Oh, and that much-buzzed clinch between Scarlett Johansson and Penélope Cruz? It’s precisely as detailed as any other sex scene from an Allen movie. The man is not known for his erotic imagination, and in fact his insights into sex and love seem downright musty these days; when was the last time you heard a 20-something use the phrase “make love” without irony?
For some actual ruins, one can watch 24 City, Jia Zhangke’s bleak look at a metaphorically rich redevelopment project in the Chinese factory town of Chengdu, or Je Veux Voir, the one where Catherine Deneuve, playing herself, is driven through Lebanon and witnesses the remains of buildings on that country’s southern border being trucked onto the beach to make way for some as-yet-unscheduled reconstruction.
Ari Folman’s intriguing animated memoir, Waltz With Bashir, looks at an earlier point in that country’s devastation – during the early 1980s, when Israeli forces (of which Folman was a member) went in the first time. It’s being talked up as “This year’s Persepolis!” by people who don’t understand either film.
Speaking of not understanding things, if you were to view James Toback’s remarkable docu-monologue Tyson from the right angle, you might see the deterioration of the infamous boxer’s soul over the course of his unique career. Both director and subject were present for the premiere and received an ecstatic reception from a public apparently untroubled by Tyson’s rape conviction and professional disgraces. That said, the guy’s still built like a tractor-trailer; it’s not like anyone was going to boo him.

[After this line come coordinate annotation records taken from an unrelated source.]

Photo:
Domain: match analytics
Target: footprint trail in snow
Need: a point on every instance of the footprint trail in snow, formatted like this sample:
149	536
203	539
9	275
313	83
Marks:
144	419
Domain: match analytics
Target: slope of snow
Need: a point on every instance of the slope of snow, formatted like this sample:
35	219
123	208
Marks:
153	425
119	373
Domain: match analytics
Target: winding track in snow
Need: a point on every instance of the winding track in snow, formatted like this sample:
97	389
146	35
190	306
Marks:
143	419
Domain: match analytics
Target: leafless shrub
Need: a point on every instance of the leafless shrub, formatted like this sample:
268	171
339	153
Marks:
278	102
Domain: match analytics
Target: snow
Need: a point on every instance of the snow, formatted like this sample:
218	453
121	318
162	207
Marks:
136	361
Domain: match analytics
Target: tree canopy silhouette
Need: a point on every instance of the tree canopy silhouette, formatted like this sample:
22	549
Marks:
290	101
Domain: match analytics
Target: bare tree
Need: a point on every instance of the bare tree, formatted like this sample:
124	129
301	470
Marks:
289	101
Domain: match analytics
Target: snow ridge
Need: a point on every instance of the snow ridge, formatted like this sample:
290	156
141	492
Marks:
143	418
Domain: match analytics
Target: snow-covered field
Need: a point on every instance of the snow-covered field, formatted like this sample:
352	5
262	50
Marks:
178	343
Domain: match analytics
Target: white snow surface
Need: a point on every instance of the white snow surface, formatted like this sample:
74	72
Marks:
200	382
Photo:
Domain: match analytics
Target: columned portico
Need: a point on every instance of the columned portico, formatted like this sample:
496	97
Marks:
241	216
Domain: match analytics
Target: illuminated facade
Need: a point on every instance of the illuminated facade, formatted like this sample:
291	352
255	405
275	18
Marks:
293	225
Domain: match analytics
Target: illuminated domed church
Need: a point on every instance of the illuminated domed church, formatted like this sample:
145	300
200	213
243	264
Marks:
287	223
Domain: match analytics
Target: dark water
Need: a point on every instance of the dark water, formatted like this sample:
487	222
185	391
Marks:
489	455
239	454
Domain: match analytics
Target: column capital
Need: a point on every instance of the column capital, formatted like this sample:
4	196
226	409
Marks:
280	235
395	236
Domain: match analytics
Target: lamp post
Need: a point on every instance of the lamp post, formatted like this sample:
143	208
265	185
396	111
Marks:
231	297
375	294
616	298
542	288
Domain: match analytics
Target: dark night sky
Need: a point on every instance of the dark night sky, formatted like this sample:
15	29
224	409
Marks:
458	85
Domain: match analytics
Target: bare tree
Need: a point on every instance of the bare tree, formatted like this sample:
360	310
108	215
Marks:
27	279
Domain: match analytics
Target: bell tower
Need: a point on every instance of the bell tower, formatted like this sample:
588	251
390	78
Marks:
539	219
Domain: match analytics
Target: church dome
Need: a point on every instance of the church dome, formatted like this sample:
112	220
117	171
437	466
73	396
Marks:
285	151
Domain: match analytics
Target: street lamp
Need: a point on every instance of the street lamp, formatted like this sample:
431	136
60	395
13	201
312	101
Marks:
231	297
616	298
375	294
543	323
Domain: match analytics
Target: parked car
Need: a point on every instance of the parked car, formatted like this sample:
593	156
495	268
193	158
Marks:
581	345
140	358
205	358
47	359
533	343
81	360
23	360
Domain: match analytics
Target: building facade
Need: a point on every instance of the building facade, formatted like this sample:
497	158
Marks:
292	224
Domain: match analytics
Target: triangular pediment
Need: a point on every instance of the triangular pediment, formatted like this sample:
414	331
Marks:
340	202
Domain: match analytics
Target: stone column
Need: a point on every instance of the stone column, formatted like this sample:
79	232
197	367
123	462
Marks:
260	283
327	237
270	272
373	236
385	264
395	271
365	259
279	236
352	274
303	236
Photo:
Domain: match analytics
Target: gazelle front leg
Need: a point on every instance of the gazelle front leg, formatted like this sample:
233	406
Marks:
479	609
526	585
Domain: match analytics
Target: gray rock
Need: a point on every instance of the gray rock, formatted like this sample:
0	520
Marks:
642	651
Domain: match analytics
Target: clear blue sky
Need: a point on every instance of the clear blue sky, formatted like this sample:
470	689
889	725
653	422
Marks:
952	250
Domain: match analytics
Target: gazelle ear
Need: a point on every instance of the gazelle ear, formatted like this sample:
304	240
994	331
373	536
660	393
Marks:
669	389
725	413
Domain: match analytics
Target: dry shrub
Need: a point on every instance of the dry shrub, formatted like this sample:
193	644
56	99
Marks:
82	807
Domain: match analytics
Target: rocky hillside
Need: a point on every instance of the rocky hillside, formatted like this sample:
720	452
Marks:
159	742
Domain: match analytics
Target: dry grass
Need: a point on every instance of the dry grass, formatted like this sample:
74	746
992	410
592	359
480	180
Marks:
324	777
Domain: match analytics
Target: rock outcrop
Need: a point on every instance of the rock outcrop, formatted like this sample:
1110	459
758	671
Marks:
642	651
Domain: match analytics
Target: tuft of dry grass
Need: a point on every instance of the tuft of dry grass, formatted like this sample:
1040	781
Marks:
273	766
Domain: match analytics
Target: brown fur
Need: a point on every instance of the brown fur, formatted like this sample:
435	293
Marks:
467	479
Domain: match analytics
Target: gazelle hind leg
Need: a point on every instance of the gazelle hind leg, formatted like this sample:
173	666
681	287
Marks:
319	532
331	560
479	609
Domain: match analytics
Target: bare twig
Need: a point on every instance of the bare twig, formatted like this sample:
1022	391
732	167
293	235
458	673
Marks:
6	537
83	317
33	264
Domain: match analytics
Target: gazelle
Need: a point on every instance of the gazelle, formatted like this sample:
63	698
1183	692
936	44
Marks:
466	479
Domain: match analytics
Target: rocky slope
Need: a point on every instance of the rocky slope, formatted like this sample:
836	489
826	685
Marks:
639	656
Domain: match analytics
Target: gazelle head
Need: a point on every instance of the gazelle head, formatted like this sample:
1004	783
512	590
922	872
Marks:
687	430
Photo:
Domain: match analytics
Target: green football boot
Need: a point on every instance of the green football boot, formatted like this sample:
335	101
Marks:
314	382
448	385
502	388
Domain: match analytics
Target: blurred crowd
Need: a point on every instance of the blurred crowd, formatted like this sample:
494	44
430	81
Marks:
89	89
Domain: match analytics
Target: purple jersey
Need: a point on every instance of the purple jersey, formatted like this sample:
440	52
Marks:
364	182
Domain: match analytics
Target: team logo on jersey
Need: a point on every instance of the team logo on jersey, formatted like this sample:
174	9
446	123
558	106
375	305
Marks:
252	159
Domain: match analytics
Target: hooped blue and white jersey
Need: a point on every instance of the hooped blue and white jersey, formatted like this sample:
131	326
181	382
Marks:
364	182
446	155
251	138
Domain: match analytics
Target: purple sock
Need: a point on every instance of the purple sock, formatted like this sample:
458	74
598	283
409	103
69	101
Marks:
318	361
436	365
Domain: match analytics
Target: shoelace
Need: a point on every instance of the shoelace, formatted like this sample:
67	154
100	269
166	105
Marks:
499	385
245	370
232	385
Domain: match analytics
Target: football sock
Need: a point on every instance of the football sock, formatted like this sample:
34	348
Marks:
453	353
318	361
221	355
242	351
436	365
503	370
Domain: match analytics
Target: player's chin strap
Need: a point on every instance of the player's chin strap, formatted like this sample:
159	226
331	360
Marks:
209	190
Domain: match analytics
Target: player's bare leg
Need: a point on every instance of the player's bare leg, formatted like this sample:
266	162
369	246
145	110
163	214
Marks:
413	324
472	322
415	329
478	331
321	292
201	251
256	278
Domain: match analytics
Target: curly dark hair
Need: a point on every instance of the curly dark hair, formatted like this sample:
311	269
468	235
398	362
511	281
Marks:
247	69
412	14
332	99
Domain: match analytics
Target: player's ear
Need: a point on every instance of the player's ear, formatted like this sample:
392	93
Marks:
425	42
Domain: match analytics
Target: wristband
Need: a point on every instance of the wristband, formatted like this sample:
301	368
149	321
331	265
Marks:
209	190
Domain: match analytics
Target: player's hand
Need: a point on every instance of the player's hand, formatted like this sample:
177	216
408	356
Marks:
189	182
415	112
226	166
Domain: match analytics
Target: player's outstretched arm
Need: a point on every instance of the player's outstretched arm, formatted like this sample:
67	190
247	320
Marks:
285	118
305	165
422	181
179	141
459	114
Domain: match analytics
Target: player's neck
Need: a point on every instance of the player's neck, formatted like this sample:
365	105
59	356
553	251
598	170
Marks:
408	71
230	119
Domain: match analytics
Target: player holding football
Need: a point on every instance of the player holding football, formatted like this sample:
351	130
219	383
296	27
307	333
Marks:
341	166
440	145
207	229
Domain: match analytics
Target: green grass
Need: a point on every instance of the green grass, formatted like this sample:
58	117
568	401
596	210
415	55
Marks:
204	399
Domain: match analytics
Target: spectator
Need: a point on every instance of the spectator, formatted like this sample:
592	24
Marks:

Among the dozens of titles to be screened after press time: Clint Eastwood’s newly retitled The Exchange; Steven Soderbergh’s four-and-a-half-hour double bill of Che Guevara movies, starring Benicio Del Toro; Charlie Kaufman’s Synecdoche, New York; and Laurent Cantet’s Entre Les Murs, which has been building some excellent advance buzz.
Oh, and as you may have heard, Atom Egoyan’s Adoration has its premiere tonight in the Competition. I’d call it his best movie since The Sweet Hereafter, but that’s a compliment so backhanded I’m afraid I’d dislocate my shoulder in the process of delivering it. Five euros says it ends up on a poster by Sunday, just the same.